On a aussi tous ces neurones qui sont plastiques à divers degrés dans notre cerveau et qui nous sont tout aussi essentiels. Mais pour une autre raison : mémoriser des événements importants qui nous arrivent et qui deviendront de nouveaux modèles de référence pour nous aider à naviguer dans le monde. On parle donc ici de l’autre grande option qu’on a dans le cadre du cerveau prédictif, celle de modifier nos modèles pour faire de nouvelles distinctions, raffiner nos connaissances. Comme de comprendre un jour qu’une baleine ou un dauphin n’est pas un poisson, mais bien un mammifère marin.

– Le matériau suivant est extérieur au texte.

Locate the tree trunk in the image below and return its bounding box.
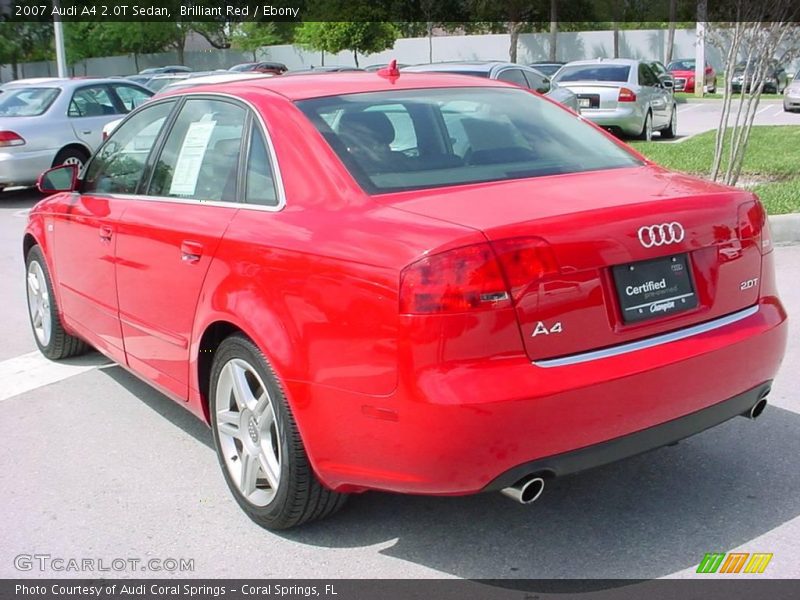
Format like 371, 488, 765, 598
548, 0, 558, 62
508, 23, 522, 62
664, 0, 678, 63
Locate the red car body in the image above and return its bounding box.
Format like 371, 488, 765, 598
24, 73, 787, 504
667, 61, 717, 94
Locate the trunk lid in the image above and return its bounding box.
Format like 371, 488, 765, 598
378, 165, 763, 360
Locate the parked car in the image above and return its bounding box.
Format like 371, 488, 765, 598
530, 61, 567, 77
783, 71, 800, 112
228, 60, 289, 75
554, 58, 678, 140
139, 65, 191, 75
403, 61, 580, 112
0, 79, 153, 189
103, 71, 274, 140
646, 60, 675, 90
23, 71, 787, 529
731, 60, 789, 94
667, 58, 717, 94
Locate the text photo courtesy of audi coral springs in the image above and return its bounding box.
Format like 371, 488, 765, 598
23, 65, 787, 529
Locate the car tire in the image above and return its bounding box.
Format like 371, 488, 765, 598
209, 334, 347, 530
25, 246, 89, 360
636, 111, 653, 142
661, 105, 678, 140
53, 148, 89, 173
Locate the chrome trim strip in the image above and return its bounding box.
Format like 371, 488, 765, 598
533, 306, 758, 368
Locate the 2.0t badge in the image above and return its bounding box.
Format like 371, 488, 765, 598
638, 221, 686, 248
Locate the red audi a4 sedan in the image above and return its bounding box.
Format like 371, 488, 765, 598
23, 69, 787, 529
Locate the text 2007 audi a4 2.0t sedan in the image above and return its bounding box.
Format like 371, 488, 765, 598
23, 67, 787, 528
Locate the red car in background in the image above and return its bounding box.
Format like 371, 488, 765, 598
23, 68, 787, 529
667, 58, 717, 94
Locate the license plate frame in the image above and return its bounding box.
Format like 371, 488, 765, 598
611, 254, 699, 324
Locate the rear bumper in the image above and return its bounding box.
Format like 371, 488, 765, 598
581, 108, 644, 135
0, 146, 56, 187
485, 381, 772, 491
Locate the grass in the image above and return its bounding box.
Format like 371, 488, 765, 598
631, 125, 800, 215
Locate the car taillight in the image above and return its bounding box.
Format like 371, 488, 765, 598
492, 237, 558, 301
738, 200, 772, 254
617, 88, 636, 102
0, 131, 25, 148
400, 238, 555, 314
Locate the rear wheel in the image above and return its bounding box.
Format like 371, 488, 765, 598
637, 111, 653, 142
25, 246, 88, 360
661, 106, 678, 140
210, 334, 347, 529
53, 148, 89, 172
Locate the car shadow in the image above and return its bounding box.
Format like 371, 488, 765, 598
98, 360, 800, 580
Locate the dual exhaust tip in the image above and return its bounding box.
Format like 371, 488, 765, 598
500, 394, 767, 504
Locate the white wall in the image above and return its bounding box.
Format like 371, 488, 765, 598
0, 29, 800, 81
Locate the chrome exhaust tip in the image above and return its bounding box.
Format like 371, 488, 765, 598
745, 396, 767, 419
500, 475, 544, 504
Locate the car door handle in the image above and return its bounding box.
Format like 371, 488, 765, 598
181, 241, 203, 262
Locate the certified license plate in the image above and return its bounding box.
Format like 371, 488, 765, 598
612, 254, 697, 323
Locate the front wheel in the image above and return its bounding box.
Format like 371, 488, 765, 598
25, 246, 88, 360
210, 334, 347, 529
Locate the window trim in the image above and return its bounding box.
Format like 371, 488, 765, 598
79, 92, 286, 212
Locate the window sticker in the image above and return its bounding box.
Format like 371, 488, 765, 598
169, 120, 217, 196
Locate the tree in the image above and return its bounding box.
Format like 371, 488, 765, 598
231, 21, 281, 62
706, 0, 800, 185
295, 21, 398, 66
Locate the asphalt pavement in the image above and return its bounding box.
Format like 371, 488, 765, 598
0, 184, 800, 578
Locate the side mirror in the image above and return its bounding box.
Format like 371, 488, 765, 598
36, 165, 78, 194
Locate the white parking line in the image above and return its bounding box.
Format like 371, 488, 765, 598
0, 351, 112, 401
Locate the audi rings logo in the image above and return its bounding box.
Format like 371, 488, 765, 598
639, 221, 686, 248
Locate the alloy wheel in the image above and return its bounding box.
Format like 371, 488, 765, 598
215, 358, 282, 506
28, 260, 53, 346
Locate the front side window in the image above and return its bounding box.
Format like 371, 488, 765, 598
148, 98, 247, 202
0, 87, 61, 117
83, 102, 175, 194
114, 85, 153, 112
67, 86, 119, 117
297, 88, 641, 193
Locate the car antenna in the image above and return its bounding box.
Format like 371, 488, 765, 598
378, 58, 400, 83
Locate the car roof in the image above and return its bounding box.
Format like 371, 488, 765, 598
564, 58, 644, 67
165, 71, 518, 101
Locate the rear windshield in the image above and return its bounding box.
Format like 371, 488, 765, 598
0, 87, 61, 117
667, 60, 695, 71
555, 64, 631, 81
297, 88, 642, 194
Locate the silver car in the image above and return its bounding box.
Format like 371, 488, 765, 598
401, 61, 580, 112
553, 58, 678, 140
0, 79, 153, 190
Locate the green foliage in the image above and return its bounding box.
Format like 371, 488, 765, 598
295, 21, 398, 65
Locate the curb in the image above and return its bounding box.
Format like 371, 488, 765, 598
769, 213, 800, 244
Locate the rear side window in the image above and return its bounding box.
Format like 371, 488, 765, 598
244, 125, 278, 206
555, 64, 631, 81
148, 99, 247, 202
297, 88, 641, 193
83, 102, 175, 194
67, 86, 119, 117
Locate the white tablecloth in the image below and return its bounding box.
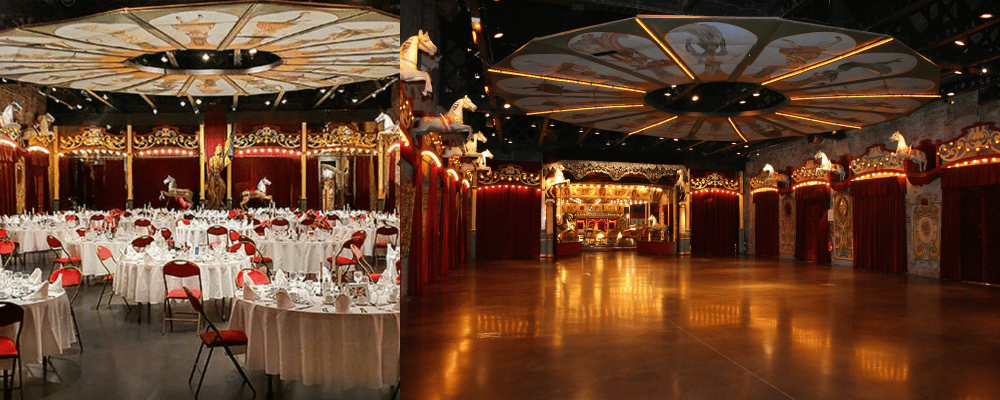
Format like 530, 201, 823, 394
114, 258, 249, 304
229, 298, 399, 390
0, 292, 76, 364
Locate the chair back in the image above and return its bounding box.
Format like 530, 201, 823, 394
49, 267, 83, 287
236, 268, 271, 289
132, 235, 155, 250
163, 260, 201, 279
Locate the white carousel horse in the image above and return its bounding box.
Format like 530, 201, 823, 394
889, 131, 927, 172
475, 149, 493, 173
441, 132, 486, 158
764, 164, 788, 186
240, 178, 274, 208
375, 113, 399, 133
412, 96, 476, 136
0, 101, 24, 128
160, 175, 194, 210
399, 30, 437, 96
813, 151, 847, 180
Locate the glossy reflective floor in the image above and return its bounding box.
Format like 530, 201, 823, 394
401, 252, 1000, 400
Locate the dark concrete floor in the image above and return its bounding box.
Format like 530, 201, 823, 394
401, 252, 1000, 400
14, 255, 390, 400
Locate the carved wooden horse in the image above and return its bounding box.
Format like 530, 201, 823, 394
412, 96, 476, 136
160, 175, 194, 210
399, 30, 437, 96
813, 151, 847, 180
889, 131, 927, 172
240, 178, 274, 208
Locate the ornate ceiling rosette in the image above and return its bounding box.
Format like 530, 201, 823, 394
478, 164, 542, 190
490, 16, 940, 141
558, 160, 684, 182
937, 122, 1000, 168
0, 2, 399, 96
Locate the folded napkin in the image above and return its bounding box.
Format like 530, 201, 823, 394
274, 269, 288, 288
28, 282, 49, 300
333, 293, 351, 313
28, 268, 42, 285
274, 289, 295, 308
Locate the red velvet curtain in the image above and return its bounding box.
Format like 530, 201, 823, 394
0, 146, 18, 215
24, 152, 51, 212
476, 186, 542, 259
231, 156, 302, 208
851, 178, 907, 272
795, 185, 830, 264
351, 156, 373, 210
941, 164, 1000, 284
753, 192, 778, 257
691, 191, 740, 255
132, 157, 201, 207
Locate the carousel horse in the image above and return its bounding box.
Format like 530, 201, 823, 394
889, 131, 927, 172
441, 132, 486, 158
764, 164, 788, 186
412, 96, 476, 136
160, 175, 194, 210
813, 151, 847, 180
240, 178, 274, 208
23, 114, 56, 145
375, 113, 399, 133
399, 30, 437, 96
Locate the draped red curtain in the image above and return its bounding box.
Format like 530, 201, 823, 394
851, 178, 907, 272
351, 156, 372, 210
232, 156, 302, 208
795, 185, 830, 264
941, 164, 1000, 284
476, 186, 542, 259
24, 152, 51, 212
753, 192, 778, 257
691, 191, 740, 255
0, 146, 18, 215
132, 157, 201, 207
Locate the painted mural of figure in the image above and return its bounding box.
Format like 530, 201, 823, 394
205, 140, 232, 210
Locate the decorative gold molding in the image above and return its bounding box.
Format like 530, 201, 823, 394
59, 126, 126, 150
132, 126, 198, 150
479, 164, 542, 186
938, 122, 1000, 165
233, 126, 302, 150
560, 160, 684, 182
691, 172, 740, 190
851, 145, 906, 175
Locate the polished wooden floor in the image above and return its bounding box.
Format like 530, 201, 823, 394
401, 252, 1000, 400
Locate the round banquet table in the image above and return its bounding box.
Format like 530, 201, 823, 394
229, 297, 399, 391
0, 291, 76, 364
114, 255, 249, 304
258, 240, 332, 273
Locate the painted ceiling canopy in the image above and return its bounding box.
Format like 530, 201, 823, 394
0, 2, 399, 96
490, 16, 940, 141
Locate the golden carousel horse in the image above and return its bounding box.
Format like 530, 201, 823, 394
240, 178, 274, 208
160, 175, 194, 210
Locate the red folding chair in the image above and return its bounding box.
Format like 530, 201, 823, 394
45, 235, 80, 269
182, 287, 257, 399
160, 260, 203, 335
0, 302, 24, 400
96, 246, 132, 311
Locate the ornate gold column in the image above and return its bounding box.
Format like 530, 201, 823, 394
198, 124, 205, 204
125, 124, 135, 208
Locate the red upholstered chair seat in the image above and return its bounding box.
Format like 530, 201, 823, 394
0, 336, 17, 358
198, 332, 247, 347
167, 288, 201, 299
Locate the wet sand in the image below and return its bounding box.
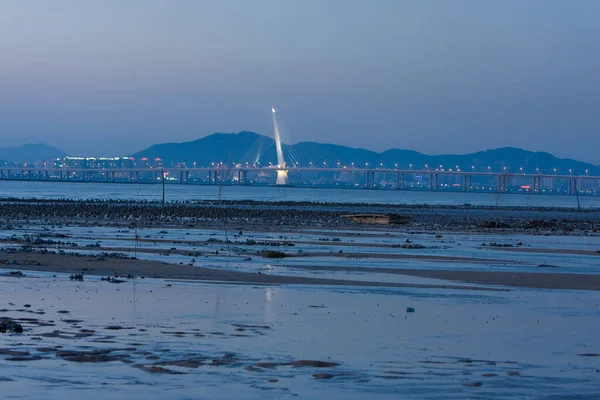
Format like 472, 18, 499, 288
0, 252, 600, 290
0, 252, 498, 290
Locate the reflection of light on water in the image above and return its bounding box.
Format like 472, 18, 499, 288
265, 287, 277, 322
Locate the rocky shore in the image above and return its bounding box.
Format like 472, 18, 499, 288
0, 199, 600, 235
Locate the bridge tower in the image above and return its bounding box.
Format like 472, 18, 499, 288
272, 108, 289, 185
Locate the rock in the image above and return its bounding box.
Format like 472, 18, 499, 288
0, 317, 23, 333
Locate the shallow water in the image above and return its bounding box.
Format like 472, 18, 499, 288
0, 181, 600, 208
0, 273, 600, 399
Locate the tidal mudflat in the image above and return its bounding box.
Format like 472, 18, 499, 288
0, 203, 600, 399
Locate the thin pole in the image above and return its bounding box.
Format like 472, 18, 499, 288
161, 168, 165, 208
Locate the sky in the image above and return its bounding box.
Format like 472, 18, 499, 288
0, 0, 600, 164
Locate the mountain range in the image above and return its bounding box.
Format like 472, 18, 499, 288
0, 132, 600, 175
0, 143, 67, 164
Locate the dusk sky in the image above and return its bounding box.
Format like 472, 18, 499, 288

On semble donc avoir la machinerie neuronale nécessaire pour minimiser l’erreur sur nos prédictions des deux manières : soit en basculant d’un modèle à l’autre, de manière rapide et flexible, grâce au « rich club » de nos réseaux cérébraux, ce qui nous permet de trouver rapidement une réponse comportementale adaptée à la situation; ou soit en créant de nouvelles associations, de nouvelles catégories mentales, grâce à la plasticité neuronale, qui deviendront autant de nouveaux attracteurs, de nouveaux modèles, de nouvelles assemblées de neurones transitoires à être trouvées et stabilisées par notre cerveau pour comprendre son environnement et donc mieux interagir avec lui.